The small intestine is where most of the calories and nutrients are absorbed from the foods you eat. Bypassing part of the small intestine prevents your body from absorbing all of the calories. The operation is designed to allow adequate nutrient intake while limiting caloric intake.

 

Sleeve Gastrectomy

Sleeve gastrectomy is a laparoscopic weight loss surgical procedure that staples the stomach into a tube (gastric sleeve), roughly the size of a banana. The gastric sleeve limits portion sizes, much like a gastric bypass pouch and a banded stomach. Also, by removing the portion of the stomach that secretes ghrelin, a hormone responsible for hunger, patients feel satiety over longer periods of time.
 

Duodenal Switch

The duodenal switch (DS) uses both restriction and malabsorption to help you lose weight. Developed in the 1980s as an alternative to gastric bypass, DS is the most complex of the current surgical options, combining aspects of sleeve gastrectomy and gastric bypass.

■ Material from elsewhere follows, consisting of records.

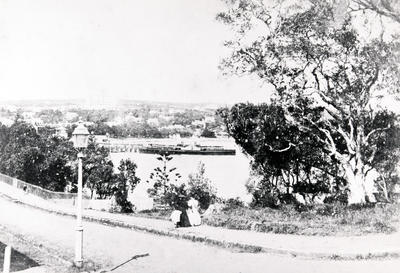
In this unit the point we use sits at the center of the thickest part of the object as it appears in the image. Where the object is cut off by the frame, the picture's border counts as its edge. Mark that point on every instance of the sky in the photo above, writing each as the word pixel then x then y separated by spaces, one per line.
pixel 159 50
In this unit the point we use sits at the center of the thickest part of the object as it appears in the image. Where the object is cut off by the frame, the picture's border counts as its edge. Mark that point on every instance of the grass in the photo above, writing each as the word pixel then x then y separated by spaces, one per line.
pixel 317 220
pixel 19 261
pixel 338 220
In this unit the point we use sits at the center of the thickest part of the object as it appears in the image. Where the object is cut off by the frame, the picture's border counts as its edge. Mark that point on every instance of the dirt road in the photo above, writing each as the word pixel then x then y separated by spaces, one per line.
pixel 114 246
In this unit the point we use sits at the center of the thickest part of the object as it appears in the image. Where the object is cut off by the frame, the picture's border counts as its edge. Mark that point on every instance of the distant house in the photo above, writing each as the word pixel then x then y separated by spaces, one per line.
pixel 153 122
pixel 62 132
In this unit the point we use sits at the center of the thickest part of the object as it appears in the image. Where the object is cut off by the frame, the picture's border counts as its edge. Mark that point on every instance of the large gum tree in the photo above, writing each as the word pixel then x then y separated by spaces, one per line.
pixel 307 53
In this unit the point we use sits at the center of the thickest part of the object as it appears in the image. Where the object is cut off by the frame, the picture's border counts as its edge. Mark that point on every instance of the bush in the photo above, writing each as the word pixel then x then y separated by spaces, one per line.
pixel 176 197
pixel 200 188
pixel 233 203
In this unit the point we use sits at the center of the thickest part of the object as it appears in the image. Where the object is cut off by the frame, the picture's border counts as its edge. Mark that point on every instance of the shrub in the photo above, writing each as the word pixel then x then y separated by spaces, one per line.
pixel 200 188
pixel 233 203
pixel 176 197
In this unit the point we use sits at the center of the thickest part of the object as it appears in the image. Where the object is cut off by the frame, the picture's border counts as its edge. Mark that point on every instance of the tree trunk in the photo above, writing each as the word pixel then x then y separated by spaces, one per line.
pixel 356 185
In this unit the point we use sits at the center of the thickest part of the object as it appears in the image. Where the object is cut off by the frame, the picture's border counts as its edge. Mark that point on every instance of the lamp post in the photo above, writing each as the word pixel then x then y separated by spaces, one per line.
pixel 80 140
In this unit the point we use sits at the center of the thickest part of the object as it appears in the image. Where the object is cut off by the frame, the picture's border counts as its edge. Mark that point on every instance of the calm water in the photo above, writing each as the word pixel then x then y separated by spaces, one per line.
pixel 227 173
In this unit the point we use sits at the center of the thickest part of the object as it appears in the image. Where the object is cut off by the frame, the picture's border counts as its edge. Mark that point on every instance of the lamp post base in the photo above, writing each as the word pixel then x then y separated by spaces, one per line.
pixel 78 262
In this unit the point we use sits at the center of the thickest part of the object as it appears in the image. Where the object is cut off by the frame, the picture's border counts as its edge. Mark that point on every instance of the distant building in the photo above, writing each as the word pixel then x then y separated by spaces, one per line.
pixel 62 132
pixel 153 122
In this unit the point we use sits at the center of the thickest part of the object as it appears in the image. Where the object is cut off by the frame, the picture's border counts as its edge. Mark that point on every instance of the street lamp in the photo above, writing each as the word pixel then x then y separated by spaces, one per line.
pixel 80 138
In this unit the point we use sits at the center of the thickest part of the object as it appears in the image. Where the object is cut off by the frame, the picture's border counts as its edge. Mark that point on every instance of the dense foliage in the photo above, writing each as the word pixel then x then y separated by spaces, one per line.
pixel 324 127
pixel 42 158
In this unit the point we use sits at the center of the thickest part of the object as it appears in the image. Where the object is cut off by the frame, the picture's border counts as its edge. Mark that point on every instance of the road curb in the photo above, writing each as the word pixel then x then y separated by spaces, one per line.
pixel 236 246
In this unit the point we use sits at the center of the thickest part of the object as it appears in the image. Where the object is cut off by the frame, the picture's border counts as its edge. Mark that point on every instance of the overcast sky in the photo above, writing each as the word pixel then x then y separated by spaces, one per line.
pixel 165 50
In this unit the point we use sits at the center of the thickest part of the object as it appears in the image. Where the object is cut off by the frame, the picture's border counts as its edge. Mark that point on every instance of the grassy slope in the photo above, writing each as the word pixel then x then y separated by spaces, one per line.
pixel 323 220
pixel 18 260
pixel 318 220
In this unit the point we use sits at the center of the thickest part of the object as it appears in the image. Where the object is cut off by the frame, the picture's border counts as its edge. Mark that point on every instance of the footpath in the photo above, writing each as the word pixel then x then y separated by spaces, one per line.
pixel 377 246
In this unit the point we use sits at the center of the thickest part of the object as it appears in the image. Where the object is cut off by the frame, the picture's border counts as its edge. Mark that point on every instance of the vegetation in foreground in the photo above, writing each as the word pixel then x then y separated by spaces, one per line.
pixel 316 220
pixel 18 260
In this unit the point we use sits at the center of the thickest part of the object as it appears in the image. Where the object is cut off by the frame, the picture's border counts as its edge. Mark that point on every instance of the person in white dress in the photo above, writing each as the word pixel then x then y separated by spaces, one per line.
pixel 193 212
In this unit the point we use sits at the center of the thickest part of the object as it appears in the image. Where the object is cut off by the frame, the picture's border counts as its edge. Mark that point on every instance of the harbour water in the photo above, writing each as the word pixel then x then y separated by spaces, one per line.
pixel 228 173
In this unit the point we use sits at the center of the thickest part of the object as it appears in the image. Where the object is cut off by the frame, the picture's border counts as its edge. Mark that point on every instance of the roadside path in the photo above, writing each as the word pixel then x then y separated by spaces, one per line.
pixel 111 247
pixel 322 247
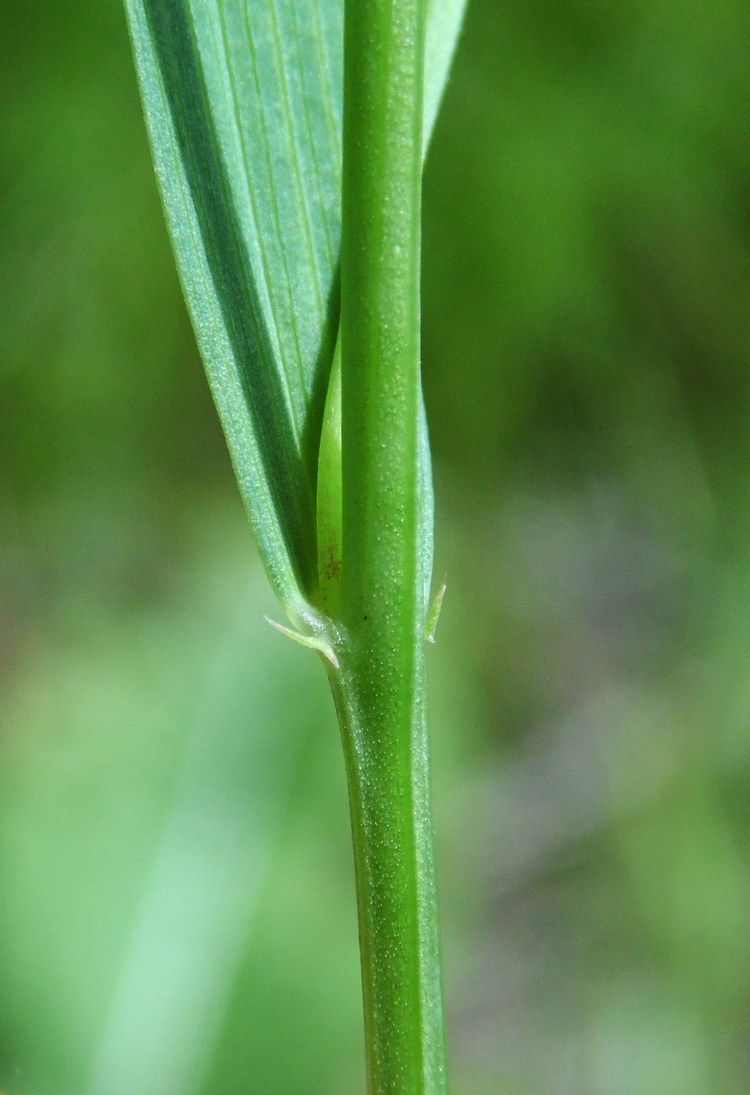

The stomach is stapled into a sleeve and the small bowel bypassed (to a greater degree than gastric bypass) so patients will experience more malabsorption than other common bariatric procedures. This can lead to greater resolution of conditions like type 2 diabetes and high cholesterol, as well as greater long term weight loss. Patients undergoing DS need to take vitamins and supplements diligently due to the degree of malabsorption.
 

Adjustable Banding

The adjustable banding system is an adjustable silicon "belt" that is wrapped around your stomach to help you lose weight. The adjustable gastric band reduces the amount of food you can eat at one time.